A bit over half a decade ago when California legislators felt entitled to protect children across their state by restricting sales of violent video games struck me as deeply amusing from the onset. Not because it would end up costing the state roughly $2 Million in legal fees after a failed appeal all the way to the U.S. Supreme Court nor out of the sheer disregard for the First Amendment. But because the sheer bureaucratic arrogance on the parts of Arnold Schwarzenegger and Jerry Brown, the Governor of California and State Attorney during this time in believing it was their responsibility to discern what content children should or shouldn’t have exposure...

Created by California lawmaker Former San Francisco Democratic Assemblyman Leland Yee, now a senator, in the hopes of curbing children’s access to games that allow for assassination, violent crimes, rape, etc. – the law would have fined retailers $1000 for each instance of selling a game to a child that depicted any sort of terrifyingly horrible act that could teach children the crimes in games versus reality are exactly on par.
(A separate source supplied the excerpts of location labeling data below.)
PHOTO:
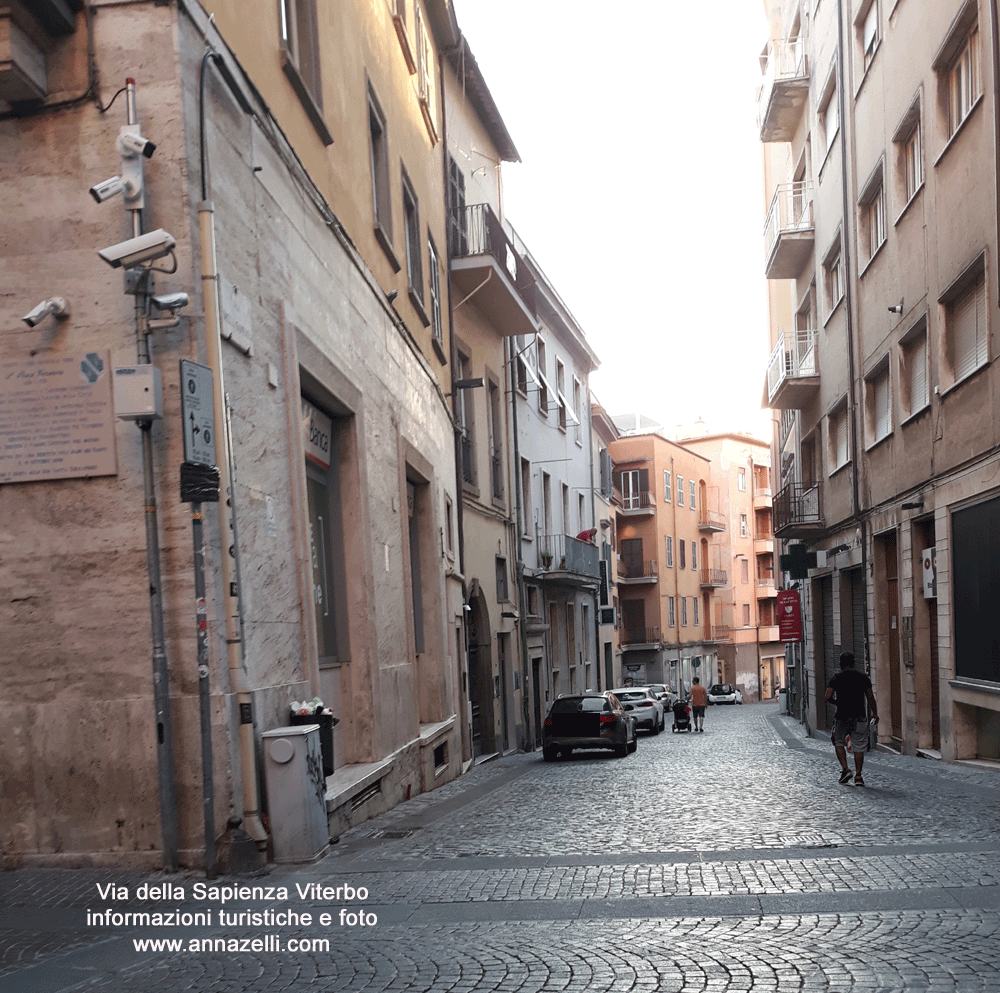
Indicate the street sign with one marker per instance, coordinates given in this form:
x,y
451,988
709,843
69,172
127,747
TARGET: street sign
x,y
198,413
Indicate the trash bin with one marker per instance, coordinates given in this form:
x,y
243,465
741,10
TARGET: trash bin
x,y
296,792
326,722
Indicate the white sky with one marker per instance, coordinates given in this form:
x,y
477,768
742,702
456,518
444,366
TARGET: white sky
x,y
639,191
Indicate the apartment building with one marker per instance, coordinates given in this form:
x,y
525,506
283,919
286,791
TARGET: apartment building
x,y
672,579
492,299
739,507
297,192
881,248
559,548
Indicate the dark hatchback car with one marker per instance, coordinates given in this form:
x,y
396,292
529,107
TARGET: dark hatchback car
x,y
587,720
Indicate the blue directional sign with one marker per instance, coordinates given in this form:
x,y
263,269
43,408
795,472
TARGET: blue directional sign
x,y
198,412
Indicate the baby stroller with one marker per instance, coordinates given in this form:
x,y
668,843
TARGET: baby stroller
x,y
682,717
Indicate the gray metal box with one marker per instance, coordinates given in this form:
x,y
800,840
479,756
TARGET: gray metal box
x,y
138,393
296,793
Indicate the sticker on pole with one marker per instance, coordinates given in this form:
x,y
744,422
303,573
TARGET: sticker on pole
x,y
198,412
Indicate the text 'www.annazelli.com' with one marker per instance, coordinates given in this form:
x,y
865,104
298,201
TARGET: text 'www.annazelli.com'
x,y
265,944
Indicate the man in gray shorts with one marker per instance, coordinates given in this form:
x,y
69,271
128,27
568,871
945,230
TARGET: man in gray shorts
x,y
851,689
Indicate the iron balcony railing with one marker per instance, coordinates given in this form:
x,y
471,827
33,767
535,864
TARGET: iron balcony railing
x,y
639,636
791,210
561,553
637,501
793,357
797,506
476,230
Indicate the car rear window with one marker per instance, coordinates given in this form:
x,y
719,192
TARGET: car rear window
x,y
580,705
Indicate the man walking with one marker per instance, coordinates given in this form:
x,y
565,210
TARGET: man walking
x,y
851,689
699,701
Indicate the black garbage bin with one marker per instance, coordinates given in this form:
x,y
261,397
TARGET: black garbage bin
x,y
326,723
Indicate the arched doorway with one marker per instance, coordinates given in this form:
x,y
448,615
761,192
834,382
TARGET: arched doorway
x,y
481,677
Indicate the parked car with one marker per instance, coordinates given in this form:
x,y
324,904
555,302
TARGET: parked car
x,y
587,720
644,704
724,693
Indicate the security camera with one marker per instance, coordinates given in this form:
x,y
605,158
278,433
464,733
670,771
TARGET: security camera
x,y
131,144
135,251
57,306
112,187
171,301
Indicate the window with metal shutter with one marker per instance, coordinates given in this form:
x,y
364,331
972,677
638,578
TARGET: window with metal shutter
x,y
967,322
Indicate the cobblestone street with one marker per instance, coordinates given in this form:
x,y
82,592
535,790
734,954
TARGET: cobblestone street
x,y
725,861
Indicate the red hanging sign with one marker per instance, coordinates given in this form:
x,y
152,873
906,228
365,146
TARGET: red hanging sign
x,y
789,616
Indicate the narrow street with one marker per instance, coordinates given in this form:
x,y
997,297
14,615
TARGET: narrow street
x,y
725,861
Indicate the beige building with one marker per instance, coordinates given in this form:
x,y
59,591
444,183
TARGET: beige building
x,y
740,498
881,248
319,171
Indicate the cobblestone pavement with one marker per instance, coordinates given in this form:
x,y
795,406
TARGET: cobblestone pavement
x,y
722,862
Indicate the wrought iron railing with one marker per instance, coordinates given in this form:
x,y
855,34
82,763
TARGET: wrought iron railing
x,y
476,230
792,357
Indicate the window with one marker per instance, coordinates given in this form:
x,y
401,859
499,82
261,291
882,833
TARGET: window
x,y
909,154
878,405
437,327
300,60
871,215
381,201
868,34
913,381
833,276
838,439
965,323
411,222
502,589
829,114
962,79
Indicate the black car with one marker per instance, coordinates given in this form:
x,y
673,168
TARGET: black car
x,y
587,720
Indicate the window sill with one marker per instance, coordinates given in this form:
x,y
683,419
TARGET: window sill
x,y
908,203
309,104
382,237
873,257
961,127
418,306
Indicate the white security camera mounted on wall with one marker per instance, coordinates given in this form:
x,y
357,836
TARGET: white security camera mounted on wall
x,y
135,251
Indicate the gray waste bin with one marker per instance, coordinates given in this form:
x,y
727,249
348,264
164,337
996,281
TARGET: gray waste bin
x,y
296,793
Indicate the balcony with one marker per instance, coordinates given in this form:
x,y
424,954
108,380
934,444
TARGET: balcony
x,y
635,639
784,91
789,233
632,573
569,561
711,521
638,504
793,371
798,511
487,268
714,578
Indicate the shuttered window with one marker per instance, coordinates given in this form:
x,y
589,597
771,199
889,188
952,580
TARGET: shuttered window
x,y
967,329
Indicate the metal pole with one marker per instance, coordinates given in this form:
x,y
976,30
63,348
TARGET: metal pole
x,y
204,689
161,683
Yee also made a provision in the law that violence in a game would be visibly denoted by some sort of label on the packaging, a measure already taken by the game industry’s ESRB.

California's struck down video game law saddles state with $2 Million bill (via /.)


  1. encouraging.

    there’s something distressing to me in this article, though.  does not employ a copy editor or proof reader?  it’s hard for me to take an article seriously when there are so many mistakes in the language.

    1. I’ve never considered it a news source.  I always thought it was kind of a site where anybody could just write whatever.  I usually that keep in mind when stories pop up from there.

      1. I used to think that it was the SF Examiner until I started to notice a lot of bizarre trash being submitted to Submitterator.

  2. 2Million seems like it isn’t the most relevant number.  Isn’t that the payment to the challengers and a pretty small number for a state that size?  I would think their defense number might be similar in size and if they tried to implement this the money wasted on setting up those systems would far exceed 2Mill.

  3. Ah, the AG office number is included.

    I am surprised it didn’t play a bigger role in the article that this was Mr violent movie,  trying to ban violent video games.  Republicans really lack a sense of Irony.

  4. So age restricting violence violates a child’s first amendment rights, but age restricting sexual themes does not?